Earlier this week, Tevfik Durul and photojournalist Ayhan Mehmet flew from Athens to Rhodes and then connected to Kastellorizo island via a ferry.

Tourkika Nea published on Wednesday an article that revealed the agents and published the passport identity page of one of them.

“The Greek authorities need to make clear whether they are in favor of fascists or press freedom. The Greek authorities must find these fascists and do what is necessary," Çelik added.

It is a hilarious claim for Çelik to question Greece's press freedoms considering Turkey is one of the lowest ranked countries for media freedoms in the world, is the second most susceptible country surveyed on the European continent and its surrounds to fake news, has the most journalists jailed in the whole world, and 90% of media is government controlled.

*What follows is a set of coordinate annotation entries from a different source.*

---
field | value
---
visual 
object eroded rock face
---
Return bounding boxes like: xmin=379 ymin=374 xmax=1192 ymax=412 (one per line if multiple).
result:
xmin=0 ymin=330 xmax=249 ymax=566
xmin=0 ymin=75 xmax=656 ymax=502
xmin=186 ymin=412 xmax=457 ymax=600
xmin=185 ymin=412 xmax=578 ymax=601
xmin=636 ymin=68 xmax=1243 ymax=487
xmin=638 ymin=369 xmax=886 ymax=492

Days ago, an entire Turkish television channel was shut down for 5 days, and will not reopen until Monday, because a guest on a show highlighted that Turkey is turning into a "theocratic regime."

Turkey's Radio and Television Supreme Council (RTÜK) ordered a five-day broadcast ban for opposition television station TELE1 because on the discussion programme Out of the Darkness into Light, guest Cemil Kılıç said, “It is now understood that today, there is an attempt to establish a theocratic regime in Turkey. A caliphate/sultan regime.”

Kılıç added that Turkey’s Directorate of Religious Affairs (Diyanet) is not a “part of the Muslim realm,” and that the faith of  Turkish President Recep Tayyip Erdoğan is not a "part of Islam either.”

Leader of the centre-right opposition Good Party, Meral Akşener, said in a tweet “the economy won’t recover when free press is silenced, the people’s woes won’t disappear when channels are closed.

Pro-Kurdish opposition Peoples’ Democratic Party (HDP) also said in a tweet that “The government is afraid of the power of the truth, in an attempt to prolong its life by suppressing opposition voices.”

So while the AKP regime questions Greece's press freedoms, in only recent days, Turkish opposition parties have called out press freedom's in Turkey in response to a whole channel being shut for 5 days for merely criticizing the ruling government.

This also does not account for the 165 Turkish journalists that were imprisoned as of May 2020, according to the Stockholm Center for Freedom.